Real Ales and craft beer continue to grow in popularity, with an estimated 1500 craft breweries in the UK alone. The sampling of micro-brewed beers has led to a rise in beer festivals which are a great way to raise awareness, attract new customers and drive sales over the summer months. Get it right and you’ll have punters and breweries begging you to make this at least an annual event.
If you are considering hosting a beer festival, whether for hundreds or people or a couple of score, you want to be sure to offer the best experience. Here we offer some great tips to make sure that when you host a beer festival, it will stand out and drinkers will be returning for more.
The best date
Try and coincide the hosting of your festival with a key date, such as a Bank Holiday when people have more free time and will be looking for things to do. Check that your festival doesn’t clash with anything else of significance in the local community.
The best beer
To be a successful beer festival host, you will need to work hard to get the best quality of beer. If you are a brewery controlled pub then you will need to discuss what they have to offer first. If you are not tied to a brewery, research local brewers with a good reputation. The Campaign for Real Ale (CAMRA) is the accepted authority of all things UK beer related, so start your search there.
It is also important to offer a wide range of beers, irrespective of what your personal opinion is about what might sell well. Add to your list everything from Stouts to Pale Ales. Add fruity beers, apple and pear ciders and some international imported beers.
You also need to consider the ABV of the beer. The rise in popularity of ale means you will be hosting more people that drink 3.8-4.1 percent beverages more often, yet for the widest appeal you must offer something from each end of the spectrum.
Festival goers understand that it costs money to organise a beer festival, but consider your entrance fee carefully. It’s much easier to sell tickets when the beer on offer is at a good price and you offer food and entertainment as part of the entrance fee. Always price for worse-case scenario and ensure you get a return on your investment.
You have different options when it comes to the pricing of the beer on sale at the festival. You can offer 3 one-third pints of different beers included in the entrance fee. You could have a blanket price for a range of higher ABV beers and another for lower ABV beers to keep things simple for the punters and the bar staff. If you are going to include an offer to buy 5 pints and get the 6th free, ensure you factor those free pints into your pricing.
Whether you are hosting your festival outdoors in a marquee or in a pub, entertainment is always a good idea.

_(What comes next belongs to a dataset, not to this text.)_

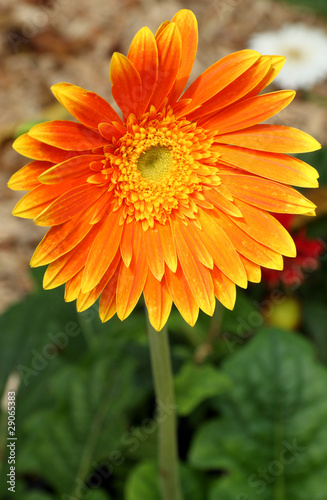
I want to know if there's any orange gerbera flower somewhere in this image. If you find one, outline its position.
[9,10,320,330]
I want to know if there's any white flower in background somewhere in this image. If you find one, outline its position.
[249,24,327,90]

It’s worth noting that it has been proven that people drink more as a result of listening to live or loud music.
With beer lovers ranging from 18 to 80 it’s best to have music from a number of decades, or at least tunes that everyone can enjoy and won’t have them running for the exit. Do what you can to win the PR battle with neighbours so that they are on-board from the start.
Promoting your beer festival
Start promoting your event at least a month before the festival. Connect with your audience through social media. Capture the younger market with a showcase of your festival, with pictures and a write-up of what beers are on offer. Regular Facebook, Instagram and Twitter updates before, during and after the festival also work well and allow you to answer questions. An advert in the local paper or writing on your pub’s chalk board are staples not to be ignored, but also ask local media if they would be interested in covering the event.
Breweries will have put a lot of work into supporting your festival, so give something back at the end. Have awards for the most popular drink, most inventive drink and best brewery. This will be good for brand image and will encourage them to join you at your next festival.
A good host provides food, and it also keeps people spending money. Consider putting together a menu which links each of your beers with a dish on your menu for some food matching. If you are in a pub, you may already serve steak and ale pie and fish and chips. For something completely different, try a hog roast.